Portugal foi ficando mais pobre. Culturalmente, é o que se vê.

Agora, está em risco o “Jornal de Notícias”. A notícia do despedimento coletivo de 40 jornalistas, que representam metade da sua redação, deixam-me perplexo quanto ao seu futuro. O que virá a seguir, é um jornalismo de menor qualidade. Afinal, a medida certa para um país que, cada vez mais, teima em nivelar-se por baixo em tudo.

Registo aqui a minha solidariedade com os profissionais do JN que hoje e amanhã estão em greve. Lutam pelos seus direitos, mas lutam também pela garantia de um jornalismo de qualidade, a que este centenário jornal nos habituou.


sexta-feira, 27 de outubro de 2023

Quem são, afinal, os mouros?

 


            A convite do Centro de Estudos Luso-Árabes de Silves, coube-me participar naquela bonita cidade algarvia num interessante simpósio sobre as múltiplas expressões do legado cultural Al-Andaluz em Portugal. Um profícuo momento para reposicionar, na história e na tradição, o conceito de “mouro” que os manuais escolares e os catecismos nos mostraram, no quadro da Reconquista Cristã, como um povo invasor e cruel, com as inerentes consequências na construção de um imaginário popular negativo projetado nas lendas.

            Em boa verdade, a grande maioria das lendas e as narrações históricas que as inspiram ignoram o lado fascinante dos árabes, mesmo com os estudos cientificamente credíveis a deixarem claro como a chamada Invasão Muçulmana foi essencialmente uma invasão cultural. Ninguém invade território algum sob o poder das armas quando traz consigo o seu agregado familiar. De resto, tendo estado por cá oito séculos, como poderiam ter permanecido numa lógica exclusiva de perversidade e opressão?

            Ainda hoje, vemos uma má vontade coletiva alimentada pela tradição em relação aos mouros. No Norte, muitos tentam ofender os do Sul chamando-lhes “mouros” e conhecem-se provérbios como “Quem tem padrinhos não morre mouro” ou “Quem não poupa seu mouro não poupa seu ouro”.

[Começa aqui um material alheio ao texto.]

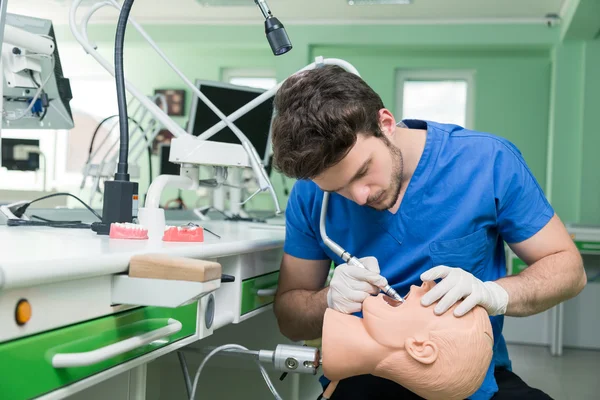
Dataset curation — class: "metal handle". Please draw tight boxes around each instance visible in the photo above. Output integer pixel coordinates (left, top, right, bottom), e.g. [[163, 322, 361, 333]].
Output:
[[256, 286, 277, 297], [52, 318, 182, 368]]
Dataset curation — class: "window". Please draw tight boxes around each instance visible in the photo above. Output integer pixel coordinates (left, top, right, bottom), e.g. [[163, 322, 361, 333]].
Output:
[[396, 70, 474, 129], [223, 68, 277, 90]]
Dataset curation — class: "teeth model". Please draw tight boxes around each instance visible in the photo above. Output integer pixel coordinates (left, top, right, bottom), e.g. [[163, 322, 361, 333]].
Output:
[[163, 226, 204, 242], [109, 222, 148, 240]]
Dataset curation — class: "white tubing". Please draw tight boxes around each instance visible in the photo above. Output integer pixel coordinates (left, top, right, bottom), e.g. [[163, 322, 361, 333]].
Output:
[[145, 175, 198, 208], [4, 24, 54, 56]]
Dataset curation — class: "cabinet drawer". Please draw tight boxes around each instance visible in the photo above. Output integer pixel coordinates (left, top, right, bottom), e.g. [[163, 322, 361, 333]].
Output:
[[0, 302, 198, 400], [241, 271, 279, 315]]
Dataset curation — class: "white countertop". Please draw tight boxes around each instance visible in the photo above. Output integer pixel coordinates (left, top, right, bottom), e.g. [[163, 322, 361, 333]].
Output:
[[0, 221, 285, 290]]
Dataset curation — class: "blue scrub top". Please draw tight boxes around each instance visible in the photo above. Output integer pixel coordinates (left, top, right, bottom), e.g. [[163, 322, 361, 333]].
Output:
[[284, 120, 554, 400]]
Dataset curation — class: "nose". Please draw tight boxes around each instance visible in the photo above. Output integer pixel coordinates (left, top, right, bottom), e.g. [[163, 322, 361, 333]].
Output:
[[350, 183, 370, 206]]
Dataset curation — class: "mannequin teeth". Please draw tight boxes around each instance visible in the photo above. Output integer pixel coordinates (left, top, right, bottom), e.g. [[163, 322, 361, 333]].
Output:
[[109, 222, 148, 239]]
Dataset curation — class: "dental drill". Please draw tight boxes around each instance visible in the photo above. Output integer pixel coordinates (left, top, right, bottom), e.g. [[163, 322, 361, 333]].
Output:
[[179, 344, 321, 400], [319, 192, 404, 303]]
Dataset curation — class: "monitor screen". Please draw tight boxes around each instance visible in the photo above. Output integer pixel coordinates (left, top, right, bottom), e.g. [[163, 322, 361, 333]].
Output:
[[188, 80, 273, 174], [0, 138, 40, 171], [159, 144, 180, 175]]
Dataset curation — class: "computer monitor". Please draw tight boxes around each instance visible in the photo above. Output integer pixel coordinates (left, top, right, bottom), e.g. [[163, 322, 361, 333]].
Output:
[[1, 13, 74, 129], [158, 143, 180, 175], [0, 138, 40, 171], [187, 80, 273, 175]]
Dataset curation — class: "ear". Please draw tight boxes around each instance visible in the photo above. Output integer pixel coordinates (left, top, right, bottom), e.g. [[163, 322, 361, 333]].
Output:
[[404, 337, 438, 364], [379, 108, 396, 136]]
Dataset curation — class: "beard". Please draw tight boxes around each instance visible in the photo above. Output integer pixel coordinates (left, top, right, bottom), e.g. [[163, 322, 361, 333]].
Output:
[[367, 136, 404, 211]]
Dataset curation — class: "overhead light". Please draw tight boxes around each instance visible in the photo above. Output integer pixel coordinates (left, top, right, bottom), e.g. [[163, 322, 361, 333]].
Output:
[[348, 0, 413, 6]]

            Vale, pois, refletir sobre se o Islão em Portugal trouxe, ou não, mais fascínio que perversidade. Pode até descobrir-se como as mouras perigosamente sedutoras das lendas e os mouros sinistros, noturnos e subterrâneos, mais não são do que entidades mitificadas que o imaginário construiu no seio de uma histórica urdidura político-teológica. São o paradigma do Outro. Um Outro que nós próprios projetamos num espelho do qual muitos teimam em ver apenas a face que mais convém. A face politicamente correta. Por isso, digam no Norte o que disserem do Sul… à certa, mouros somos todos nós.